[netperf-talk] netperf port numbers
Rick Jones
rick.jones2 at hp.com
Thu Aug 25 13:51:13 PDT 2011
On 08/25/2011 12:06 PM, Vishal Ahuja wrote:
> Hi Rick,
> Thanks! It was indeed the packet size causing the low throughput for
> netperf. When I changed it to 1470 bytes, I get decent throughput.
Good.
> Am observing some interesting phenomenon, but am not able to decipher
> why this could be happening. For all the scenarios below irqbalance
> is off, and there are two netperf flows.

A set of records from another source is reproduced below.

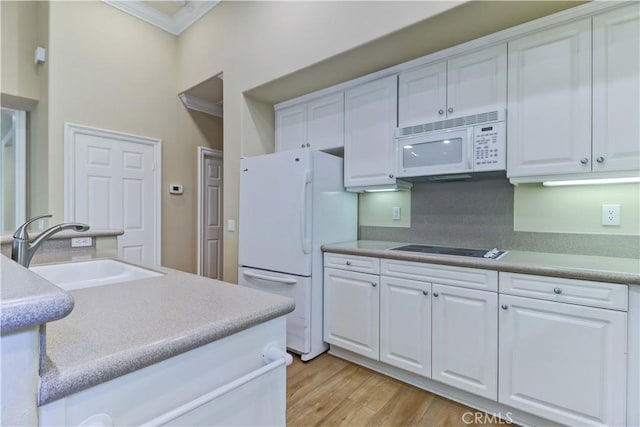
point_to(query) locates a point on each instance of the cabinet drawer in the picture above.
(474, 278)
(582, 292)
(352, 263)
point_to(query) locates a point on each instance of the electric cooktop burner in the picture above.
(442, 250)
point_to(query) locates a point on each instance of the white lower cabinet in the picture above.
(544, 347)
(351, 307)
(563, 362)
(405, 324)
(465, 339)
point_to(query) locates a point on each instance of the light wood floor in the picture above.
(328, 391)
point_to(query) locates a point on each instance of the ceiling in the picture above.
(172, 16)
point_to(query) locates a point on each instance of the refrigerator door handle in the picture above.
(285, 280)
(306, 242)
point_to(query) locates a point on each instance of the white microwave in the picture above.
(463, 145)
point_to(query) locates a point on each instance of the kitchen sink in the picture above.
(87, 274)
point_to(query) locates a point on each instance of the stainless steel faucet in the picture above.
(23, 250)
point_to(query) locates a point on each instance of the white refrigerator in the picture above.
(291, 203)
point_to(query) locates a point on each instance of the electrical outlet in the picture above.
(611, 215)
(395, 213)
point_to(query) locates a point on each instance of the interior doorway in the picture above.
(210, 213)
(112, 181)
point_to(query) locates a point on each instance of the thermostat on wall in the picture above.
(176, 189)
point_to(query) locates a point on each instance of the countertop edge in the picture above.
(54, 387)
(42, 301)
(489, 264)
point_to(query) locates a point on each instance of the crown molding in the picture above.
(175, 24)
(202, 105)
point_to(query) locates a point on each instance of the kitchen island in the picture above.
(159, 350)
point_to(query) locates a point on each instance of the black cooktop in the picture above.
(443, 250)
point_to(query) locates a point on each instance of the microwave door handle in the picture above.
(284, 280)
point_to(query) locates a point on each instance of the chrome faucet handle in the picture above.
(21, 232)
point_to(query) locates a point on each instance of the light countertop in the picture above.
(119, 328)
(27, 299)
(596, 268)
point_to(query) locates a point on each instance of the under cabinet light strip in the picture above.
(591, 181)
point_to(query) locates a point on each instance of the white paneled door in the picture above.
(112, 182)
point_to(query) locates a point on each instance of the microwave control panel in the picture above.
(489, 147)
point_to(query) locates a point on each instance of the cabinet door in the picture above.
(325, 129)
(477, 82)
(422, 95)
(465, 339)
(370, 124)
(351, 307)
(549, 98)
(563, 362)
(616, 89)
(291, 128)
(405, 324)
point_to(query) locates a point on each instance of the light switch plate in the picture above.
(79, 242)
(611, 215)
(395, 213)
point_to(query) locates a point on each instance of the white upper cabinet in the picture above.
(468, 84)
(549, 101)
(477, 82)
(291, 128)
(422, 95)
(370, 124)
(317, 124)
(616, 89)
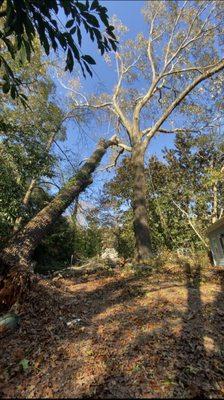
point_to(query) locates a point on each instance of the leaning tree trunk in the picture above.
(15, 258)
(27, 196)
(143, 244)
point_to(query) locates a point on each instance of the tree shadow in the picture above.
(123, 347)
(197, 374)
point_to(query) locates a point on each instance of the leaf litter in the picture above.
(118, 335)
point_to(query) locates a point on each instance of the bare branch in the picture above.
(172, 33)
(114, 163)
(125, 122)
(185, 92)
(191, 223)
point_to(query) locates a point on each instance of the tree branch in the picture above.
(185, 92)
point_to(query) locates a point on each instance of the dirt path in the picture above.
(132, 337)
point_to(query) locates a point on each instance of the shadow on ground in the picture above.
(136, 337)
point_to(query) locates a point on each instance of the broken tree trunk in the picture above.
(15, 257)
(143, 244)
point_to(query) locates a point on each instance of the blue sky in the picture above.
(104, 78)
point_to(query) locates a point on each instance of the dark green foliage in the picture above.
(56, 249)
(186, 175)
(24, 20)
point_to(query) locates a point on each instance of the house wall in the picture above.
(216, 239)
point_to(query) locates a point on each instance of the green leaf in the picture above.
(6, 87)
(24, 364)
(69, 61)
(79, 36)
(70, 23)
(94, 5)
(13, 91)
(91, 19)
(73, 30)
(89, 59)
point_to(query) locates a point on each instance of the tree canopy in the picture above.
(23, 21)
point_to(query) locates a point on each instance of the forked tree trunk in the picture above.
(15, 258)
(143, 244)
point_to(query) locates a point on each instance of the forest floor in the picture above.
(130, 335)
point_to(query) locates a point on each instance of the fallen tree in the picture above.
(16, 256)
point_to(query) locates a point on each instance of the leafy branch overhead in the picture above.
(22, 21)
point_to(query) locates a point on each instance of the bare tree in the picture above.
(182, 51)
(15, 258)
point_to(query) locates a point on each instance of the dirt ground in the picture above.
(142, 336)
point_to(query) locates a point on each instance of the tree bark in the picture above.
(15, 258)
(32, 185)
(215, 203)
(143, 244)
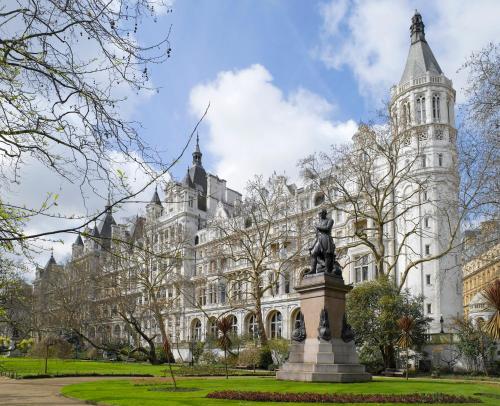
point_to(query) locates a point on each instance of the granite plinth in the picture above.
(317, 360)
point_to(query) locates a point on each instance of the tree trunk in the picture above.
(260, 322)
(389, 356)
(407, 362)
(225, 361)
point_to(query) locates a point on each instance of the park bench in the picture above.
(393, 372)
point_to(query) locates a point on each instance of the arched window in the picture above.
(318, 199)
(196, 330)
(421, 117)
(295, 317)
(212, 327)
(436, 111)
(234, 324)
(406, 114)
(275, 325)
(252, 327)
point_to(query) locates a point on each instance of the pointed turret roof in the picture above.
(51, 261)
(156, 198)
(420, 57)
(78, 240)
(197, 152)
(196, 176)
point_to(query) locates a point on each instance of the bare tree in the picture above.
(378, 183)
(258, 244)
(66, 68)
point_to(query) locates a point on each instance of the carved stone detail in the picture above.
(324, 332)
(347, 333)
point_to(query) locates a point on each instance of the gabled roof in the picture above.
(420, 57)
(51, 261)
(156, 198)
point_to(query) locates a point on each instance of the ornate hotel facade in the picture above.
(423, 101)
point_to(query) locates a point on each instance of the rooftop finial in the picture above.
(417, 28)
(197, 152)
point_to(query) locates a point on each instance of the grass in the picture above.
(149, 392)
(29, 367)
(35, 366)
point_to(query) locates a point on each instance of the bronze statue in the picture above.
(324, 332)
(346, 334)
(323, 250)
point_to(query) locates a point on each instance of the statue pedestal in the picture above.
(319, 360)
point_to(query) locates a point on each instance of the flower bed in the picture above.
(342, 397)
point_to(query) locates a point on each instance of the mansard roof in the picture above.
(104, 230)
(420, 57)
(156, 198)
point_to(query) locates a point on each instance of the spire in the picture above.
(51, 260)
(417, 28)
(420, 57)
(197, 152)
(156, 198)
(108, 203)
(78, 240)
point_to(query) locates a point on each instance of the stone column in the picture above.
(332, 357)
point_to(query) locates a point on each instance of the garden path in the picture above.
(39, 391)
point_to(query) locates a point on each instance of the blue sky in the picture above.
(209, 37)
(284, 79)
(340, 55)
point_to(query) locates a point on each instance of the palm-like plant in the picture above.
(406, 325)
(492, 296)
(224, 326)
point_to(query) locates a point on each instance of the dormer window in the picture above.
(421, 116)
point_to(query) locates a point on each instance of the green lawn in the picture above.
(35, 366)
(138, 391)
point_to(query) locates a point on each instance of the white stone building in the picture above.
(423, 102)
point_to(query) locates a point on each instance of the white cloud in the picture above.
(372, 37)
(256, 129)
(37, 180)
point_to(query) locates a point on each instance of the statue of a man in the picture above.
(323, 250)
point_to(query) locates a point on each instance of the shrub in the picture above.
(92, 354)
(56, 347)
(342, 397)
(266, 358)
(209, 357)
(250, 357)
(279, 350)
(198, 350)
(25, 345)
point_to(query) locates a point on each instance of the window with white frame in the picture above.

> Scenario 1: only a single core is enabled at the receiver. The
> throughput is very low and this is understandable. I see ksoftirqd/0
> running, which indicates that the core is overwhelmed because of the
> interrupts.
> Scenario2: Now we have two cores (core0 and core1) active on the
> receiver. NIC interrupts have been affinitised to core0, Using the
> netperf client, I specified the core bindings, so that both the
> netserver instances would run on core0. I was expecting that the
> throughput would be the same as scenario1, but it is not so. Using *top,
> *I could see that both the netserver instances were running on core1,
> not core0 (as specified at the time of execution). Can you please help
> me understand why this could be happening?
Looking at the netperf command lines in scenario 2 I see nothing that
would cause them to be bound to CPU 0. While it is indeed true that
Linux will try to launch the process on the same CPU as initiates the
wakeup, that is not a hard and fast thing, and an otherwise unbound
process can run elsewhere. So, seeing the netservers running on core 1
isn't really that big a surprise.
To force them to run on CPU 0, you should add a suitable -T *global* option.
Yes, you do have a -T option in the command lines, but you have placed
it in the test-specific portion, which means it will not be parsed as an
affinity setting command. You need to move the option to the global
command line section before the "--" and then it should behave as you
expect. Same for Scenario3.
> Scenario3: Is the same as scenario2, except the nic interrupts have been
> affinitised to core1, and the core bindings have been specified so that
> netserver(s) run on core1. What is surprising is that now I see
> ksoftirqd/0 running. According to my understanding, it should have been
> ksoftird/1 should be running?? Sorry this is more of a LINUX question.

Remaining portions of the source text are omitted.